Raul Estevan, do Memorial das Conquistas
Sábado, dia 20 de junho de 1959. Após um café, Pelé decide descer às ruas de La Coruña para visitar uma loja de esportes perto de onde estava hospedado com o elenco santista. Ouviu de Lalá, seu companheiro de quarto, que lá estava exposto o troféu Teresa Herrera, e que havia também um lindíssimo par de sapatos à venda. “Se souberem que é você, é capaz de arrancarem até suas roupas”, avisou o colega de quarto. “Mas eu vou! Quero ver como é o troféu e comprar os sapatos!”, replicou. Passados vinte minutos, voltou ‘arrebentado’, e seu estado denunciava que seu colega tinha razão — mal conseguiu ver o troféu, e muito menos os sapatos.

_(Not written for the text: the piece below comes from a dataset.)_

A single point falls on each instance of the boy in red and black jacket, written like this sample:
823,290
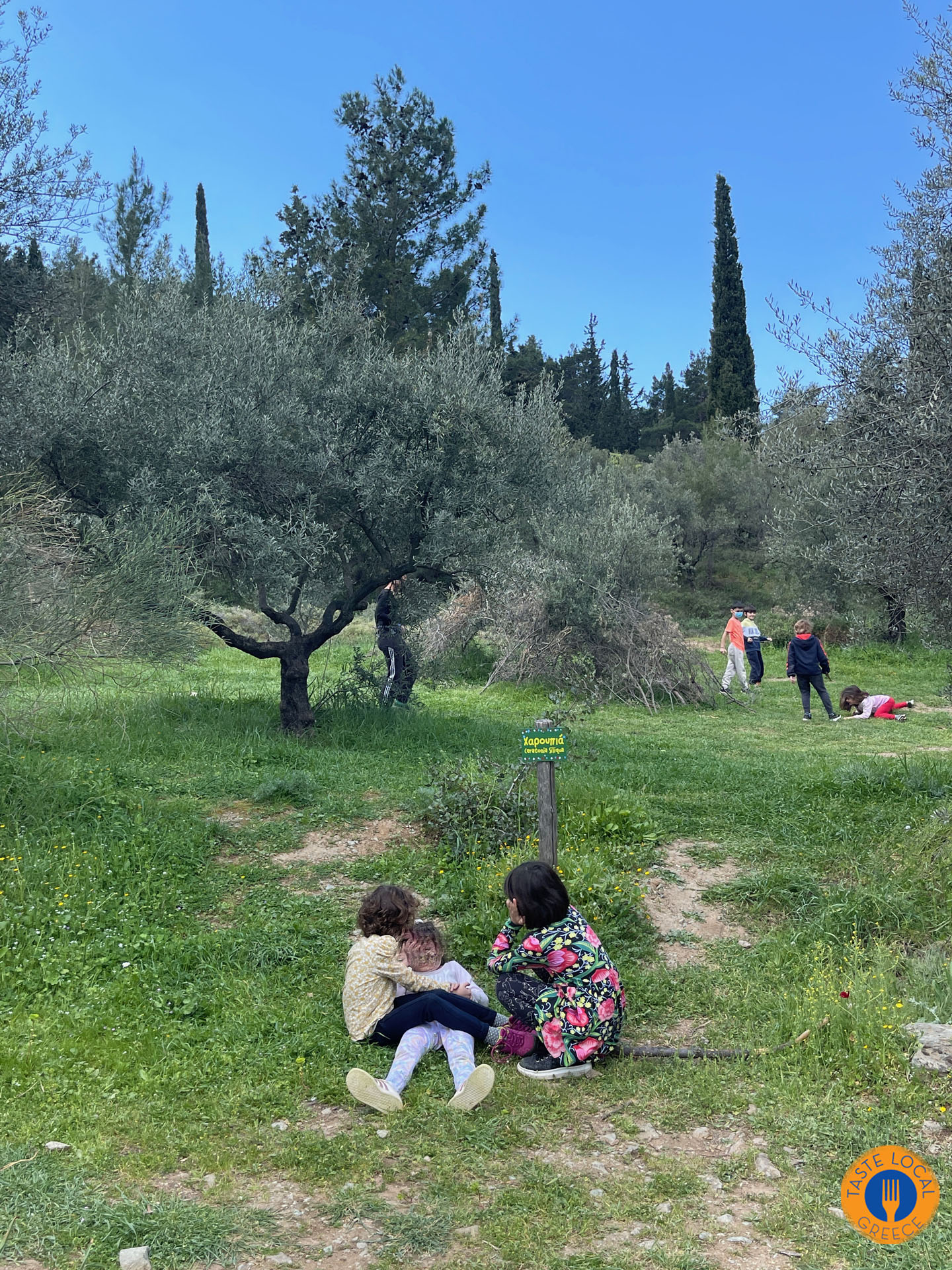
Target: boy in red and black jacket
808,663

Nem mesmo o Rei podia compreender, naquele momento, o tamanho de tudo que acontecia. O Santos pousara em território europeu, pela primeira vez, no dia 23 de maio de 1959, em viagem à Bulgaria. Começava um episódio de sua história que seria contada, ao longo de 44 dias, em 22 confrontos. Foram 13 vitórias, 04 derrotas e 05 empates. Com esse número de jogos, o Alvinegro Praiano teve a inexplicável média de um jogo a cada dois dias, viajando por 11 países.
Após diversas empreitadas em solo americano, somente em 1959 que o Peixe se viu pronto para ir além da praia e explorar novos horizontes. Dessa vez, os livros de história contariam algo diferente — era o Novo Mundo indo ao encontro do Velho. De avião, e não mais barcos. Sem armas e nem à procura de riquezas. Nossa missão era uma: desfilar um belo futebol. Para um time que não estava acostumado a jogar fora do país, os números são gigantes. Maior ainda, o amor e a força com que se construíram as histórias.

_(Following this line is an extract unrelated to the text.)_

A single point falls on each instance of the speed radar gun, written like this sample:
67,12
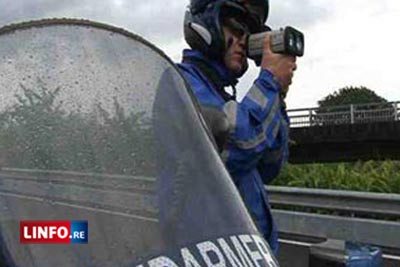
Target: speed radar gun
286,40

O início de nossa carreira internacional remonta ao ano de 1954, na excursão ao território de nossos vizinhos argentinos. Até então, no time capitaneado por Zito, pouco se falava sobre ir para longe de nosso continente. Porém, com a conquista da Copa do Mundo em 1958, e com um certo garoto de Três Corações coroado em solo sueco, tudo passou a ser diferente. De uma hora para outra, todos queriam ver o time dos brasileiros campeões.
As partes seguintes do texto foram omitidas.